Les régions asiatiques sont quant à elle des recruteurs de premier plan, accueillant des scientifiques bien établis qui sont abondamment cités dans les travaux de leurs pairs avant leur arrivée. Finalement, l’Océanie est un incubateur remarquable, produisant des chercheurs qui ont une grande influence scientifique lorsqu’ils sont établis à l’étranger.

L’importance des contacts humains

Malgré les grands progrès de la communication à distance, la collaboration entre scientifiques tend à s’établir et à être soutenue à la base par des interactions en chair et en os. Dans un monde scientifique où les collaborations internationales sont légion, les politiques des nations visant à limiter la mobilité des individus sont très préoccupantes. La perturbation des réseaux scientifiques existants aurait des conséquences négatives sur plusieurs pays, incluant les grands producteurs et cultivateurs de science comme les États-Unis, qui bénéficient de leur rôle central dans le réseau scientifique ainsi que des investissements en éducation des autres pays. En effet, les États-Unis accueillent un nombre disproportionné de chercheurs nés et éduqués à l’étranger.

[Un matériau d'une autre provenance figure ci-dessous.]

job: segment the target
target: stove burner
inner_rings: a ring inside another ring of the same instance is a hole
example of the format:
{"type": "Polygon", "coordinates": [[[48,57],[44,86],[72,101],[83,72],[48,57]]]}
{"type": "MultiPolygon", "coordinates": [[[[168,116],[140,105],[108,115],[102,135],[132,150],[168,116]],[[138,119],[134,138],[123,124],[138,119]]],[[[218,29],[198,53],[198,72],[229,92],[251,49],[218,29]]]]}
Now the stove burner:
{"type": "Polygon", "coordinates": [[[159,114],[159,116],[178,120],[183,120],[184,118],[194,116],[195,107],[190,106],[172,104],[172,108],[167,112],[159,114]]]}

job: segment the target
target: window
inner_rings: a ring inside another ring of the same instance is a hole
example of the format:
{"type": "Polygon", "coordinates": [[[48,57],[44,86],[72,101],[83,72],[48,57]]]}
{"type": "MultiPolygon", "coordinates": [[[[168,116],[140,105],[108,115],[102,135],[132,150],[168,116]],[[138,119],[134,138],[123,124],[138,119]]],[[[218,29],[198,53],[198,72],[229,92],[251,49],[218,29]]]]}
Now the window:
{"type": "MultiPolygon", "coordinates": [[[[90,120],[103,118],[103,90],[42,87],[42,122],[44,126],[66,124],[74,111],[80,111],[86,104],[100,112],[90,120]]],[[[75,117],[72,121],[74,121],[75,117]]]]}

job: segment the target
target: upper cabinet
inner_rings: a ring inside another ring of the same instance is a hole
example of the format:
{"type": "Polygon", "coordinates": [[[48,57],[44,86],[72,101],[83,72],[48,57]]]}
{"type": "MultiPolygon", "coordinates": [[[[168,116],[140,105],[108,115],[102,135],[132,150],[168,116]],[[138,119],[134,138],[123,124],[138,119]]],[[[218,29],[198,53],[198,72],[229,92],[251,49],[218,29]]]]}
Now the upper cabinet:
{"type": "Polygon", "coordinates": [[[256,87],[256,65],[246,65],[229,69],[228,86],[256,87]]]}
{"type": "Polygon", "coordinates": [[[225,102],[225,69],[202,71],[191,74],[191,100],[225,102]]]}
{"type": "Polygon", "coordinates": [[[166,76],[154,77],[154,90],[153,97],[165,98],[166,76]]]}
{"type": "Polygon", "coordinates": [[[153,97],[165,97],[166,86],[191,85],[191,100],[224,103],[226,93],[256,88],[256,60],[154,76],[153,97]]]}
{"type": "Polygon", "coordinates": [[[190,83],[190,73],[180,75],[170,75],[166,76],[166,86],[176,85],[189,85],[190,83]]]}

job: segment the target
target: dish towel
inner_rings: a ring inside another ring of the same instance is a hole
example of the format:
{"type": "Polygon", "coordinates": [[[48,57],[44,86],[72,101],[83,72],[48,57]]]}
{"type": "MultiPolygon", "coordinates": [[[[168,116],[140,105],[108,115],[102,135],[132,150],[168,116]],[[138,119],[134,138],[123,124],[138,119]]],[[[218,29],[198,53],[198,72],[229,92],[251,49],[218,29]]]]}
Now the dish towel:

D’autres études seront nécessaires pour mesurer les répercussions des mesures isolationnistes de pays qui jouent un rôle essentiel dans la production et la diffusion de la science, mais une chose est déjà claire: «Les chercheurs mobiles à l’échelle internationale sont minoritaires, mais sont aussi ceux qui ont la plus large portée scientifique; limiter leur mobilité causera donc des préjudices à l’ensemble du système scientifique», préviennent les auteurs de l’étude.

À propos de cette étude

Cassidy R. Sugimoto, Nicolas Robinson-Garcia, Dakota S. Murray, Alfredo Yegros-Yegros, Rodrigo Costas et Vincent Larivière, «Scientists have most impact when they’re free to move», Nature, 5 octobre 2017. doi: 10.1038/550029a.